Content measures, Conversation measures, Community measures, Outcome measures.

Step 4 – Build your dashboard.  There are way too many metrics.  There’s no single metric.  So, which are the 5-10-15 metrics that are important to you and how do they fit together?

Step 5 – Get “inline” with your analytics.  Integration of traditional, digital, and social media, WOM and other new influence patterns, too.  Measurement – meet Strategy.

He showed example of the wedding dance on YouTube, then how it was used on The Office.  Online and offline worlds are very integrated in the way they work together.

Takeaway – There are a lot of challenges ahead.  We need to be open minded.  We need to challenge traditional assumptions around these metrics.  Ultimately shift from impressions to engagement.  What are the business outcomes?

Danielle – they don’t measure Facebook fans b/c they see organic growth.  OK, that doesn’t do us any good.  We know we’ve got that.  What now?  How do we need to measure now?

This is a process.  You have to be invested in it.  The more you invest, the more progress you’ll see.

What she usually does – compare traditional metrics with social metrics.  You can measure friends, fans – they’re good to track and to a point, helpful.  Another focus is how many people are seeing it?  Impressions are OK.  But most important – what are people doing with your content and how are they sharing?

Check this tool out – PostRank Analytics – rate blog posts and content based on ENGAGEMENT.  Looks pretty useful for blogs, not any other channels.

It is about building relationships.  When you invest in people, they’ll invest right back into you.  Investing takes time.  Just like friendships.

Now up Johna – re: URL shortners – highly encourage brands to go out and pay for own account because otherwise, competitors/anyone can see results.

Most effective people are those who can explain in simple terms how this social media activity is impacting their business.  C-suite might not talk our language.  Need to talk theirs.

The one drawback to social – there’s a reason why corporations have offices and everyone doesn’t sit in cubes – there are decisions that need to be made by the right people, not by everyone.  Be careful about opening things up to everyone – “social.”

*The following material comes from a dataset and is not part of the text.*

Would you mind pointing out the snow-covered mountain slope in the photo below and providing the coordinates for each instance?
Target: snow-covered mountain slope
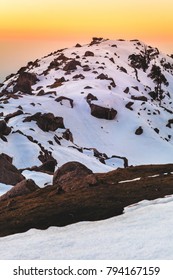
(144, 231)
(107, 104)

Personnel are one of the biggest groups of any brand’s influencers.

Listening is a very active sport.  Just because your monitoring doesn’t mean your listening.

Lead generation is something that C-suite absolutely understands.  Yes.

Questions – How do you determine what success looks like?  Johna – first need to understand where your audience is and how you’re affecting them.  It’s no good if you’re not affecting them.

Danielle – it’s all about the small victories.  It’s good to have goals and goals change.  That’s OK.  You’re never “done” with social media.

Tim – invest the time to figure out what this data means to who you’re showing it to.  Translate them into business terms, appropriate for brands, as much as you can.

Question – you say social media is not free.  What are the costs involved?  Tim – social media is about relationships.  Relationships require people.